De acordo com a proposição, o programa tem, entre seus princípios, a livre manifestação de pensamento; o pluralismo de ideias e de concepções pedagógicas; a educação contra o preconceito, a violência e a exclusão social; a gratuidade do ensino público em estabelecimentos oficiais e o fomento à igualdade e à inclusão social por meio de uma educação de qualidade.

Um dos artigos propostos pelo Projeto de Lei determina que a escola deverá se constituir em permanente centro de participação da comunidade escolar, desenvolvendo permanentemente as atividades, como de construção política dos grêmios estudantis; de participação dos pais ou responsáveis no Conselho de Escola; e de trabalho de formação integral permanente dos educadores; entre outras.

“Uma escola para a democracia é uma escola sem preconceito, ódio, bullying, autoritarismo, discriminação, discurso de ódio e intolerância às diferenças”

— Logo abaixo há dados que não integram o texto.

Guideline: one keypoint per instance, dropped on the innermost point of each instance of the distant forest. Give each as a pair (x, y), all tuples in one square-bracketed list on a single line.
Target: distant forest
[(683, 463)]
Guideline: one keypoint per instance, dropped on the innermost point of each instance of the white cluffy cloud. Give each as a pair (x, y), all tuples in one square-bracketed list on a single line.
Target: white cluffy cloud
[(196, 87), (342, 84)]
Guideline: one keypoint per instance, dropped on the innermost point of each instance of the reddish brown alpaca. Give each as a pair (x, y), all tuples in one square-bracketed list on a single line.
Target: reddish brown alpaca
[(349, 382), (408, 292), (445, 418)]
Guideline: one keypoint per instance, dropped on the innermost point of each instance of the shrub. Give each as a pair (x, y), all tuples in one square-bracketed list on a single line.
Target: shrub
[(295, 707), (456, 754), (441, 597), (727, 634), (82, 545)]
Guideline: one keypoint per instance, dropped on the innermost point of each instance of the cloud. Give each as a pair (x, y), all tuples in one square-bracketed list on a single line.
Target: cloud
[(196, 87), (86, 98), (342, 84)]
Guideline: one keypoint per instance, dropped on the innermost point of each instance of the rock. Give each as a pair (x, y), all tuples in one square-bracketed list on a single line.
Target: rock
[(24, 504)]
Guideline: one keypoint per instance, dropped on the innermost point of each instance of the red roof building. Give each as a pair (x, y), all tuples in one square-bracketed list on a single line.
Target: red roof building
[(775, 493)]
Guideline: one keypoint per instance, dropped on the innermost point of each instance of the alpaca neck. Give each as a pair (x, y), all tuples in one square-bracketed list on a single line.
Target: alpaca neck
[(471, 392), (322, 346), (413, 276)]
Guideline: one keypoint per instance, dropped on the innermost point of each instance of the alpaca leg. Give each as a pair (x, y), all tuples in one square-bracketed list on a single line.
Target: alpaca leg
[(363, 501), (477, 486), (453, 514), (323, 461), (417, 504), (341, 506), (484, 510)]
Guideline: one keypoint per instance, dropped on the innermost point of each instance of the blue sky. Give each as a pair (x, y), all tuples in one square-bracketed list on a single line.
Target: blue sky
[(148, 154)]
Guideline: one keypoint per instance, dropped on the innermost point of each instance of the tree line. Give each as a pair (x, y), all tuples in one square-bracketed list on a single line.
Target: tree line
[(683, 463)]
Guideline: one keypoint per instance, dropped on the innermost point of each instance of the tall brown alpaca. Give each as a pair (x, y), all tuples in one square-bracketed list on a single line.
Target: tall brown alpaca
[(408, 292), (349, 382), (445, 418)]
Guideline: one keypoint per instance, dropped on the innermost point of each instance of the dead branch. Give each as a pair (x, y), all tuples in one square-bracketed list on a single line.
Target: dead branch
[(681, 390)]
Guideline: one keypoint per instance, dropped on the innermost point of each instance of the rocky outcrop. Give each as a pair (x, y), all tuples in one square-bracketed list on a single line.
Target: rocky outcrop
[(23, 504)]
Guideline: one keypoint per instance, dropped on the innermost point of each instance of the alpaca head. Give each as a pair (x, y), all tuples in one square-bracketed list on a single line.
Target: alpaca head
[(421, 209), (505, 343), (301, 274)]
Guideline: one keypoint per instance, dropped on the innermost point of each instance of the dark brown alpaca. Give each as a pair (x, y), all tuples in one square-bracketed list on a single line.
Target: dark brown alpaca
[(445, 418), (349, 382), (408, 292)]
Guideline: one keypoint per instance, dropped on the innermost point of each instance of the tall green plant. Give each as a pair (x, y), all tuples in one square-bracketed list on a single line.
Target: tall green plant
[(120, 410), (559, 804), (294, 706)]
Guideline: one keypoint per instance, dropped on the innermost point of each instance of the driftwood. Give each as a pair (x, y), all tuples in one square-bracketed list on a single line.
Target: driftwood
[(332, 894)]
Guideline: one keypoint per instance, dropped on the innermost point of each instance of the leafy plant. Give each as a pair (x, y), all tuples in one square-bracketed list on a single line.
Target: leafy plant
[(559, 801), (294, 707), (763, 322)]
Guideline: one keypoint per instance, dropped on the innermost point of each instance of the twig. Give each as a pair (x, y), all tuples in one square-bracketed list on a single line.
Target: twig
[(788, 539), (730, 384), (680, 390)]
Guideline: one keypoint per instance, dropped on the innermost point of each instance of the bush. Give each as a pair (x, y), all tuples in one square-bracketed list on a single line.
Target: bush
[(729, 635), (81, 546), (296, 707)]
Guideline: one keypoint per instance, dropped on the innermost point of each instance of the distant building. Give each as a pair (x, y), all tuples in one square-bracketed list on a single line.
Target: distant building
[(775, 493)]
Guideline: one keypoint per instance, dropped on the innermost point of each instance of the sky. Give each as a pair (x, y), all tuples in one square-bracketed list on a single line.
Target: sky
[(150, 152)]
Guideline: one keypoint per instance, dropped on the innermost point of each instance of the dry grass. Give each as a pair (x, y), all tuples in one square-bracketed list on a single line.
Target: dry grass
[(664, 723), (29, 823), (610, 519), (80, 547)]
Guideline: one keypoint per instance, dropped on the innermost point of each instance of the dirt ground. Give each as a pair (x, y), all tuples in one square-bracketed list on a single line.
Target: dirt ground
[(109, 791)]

A proposta também trata da formação dos educadores. Na escola democrática, ela deverá ser objeto de atenção e de destino de verbas específicas permanentes, privilegiando-se a formação integral do educador, sem limites ou mordaças, sem delimitações de abrangência e sem ameaças ao seu desempenho educacional. Em sua atuação, o professor deverá observar, entre outros pontos, a qualidade de sua formação e o domínio que tem sobre qualquer conhecimento; o grau de interesse do educando por algum assunto; e a sua liberdade de expressão e a de seus alunos. Para o vereador Reimont, “uma escola para a democracia não é uma escola ‘sem partido’, mas com muitos partidos, com muitas ideias, com muito debate, com muita análise crítica do mundo”. O parlamentar ainda ressalta que uma escola para a democracia é laica, crítica e transformadora da realidade social. A matéria já recebeu parecer pela constitucionalidade da Comissão de Justiça e Redação e ainda aguarda parecer de outras comissões pertinentes.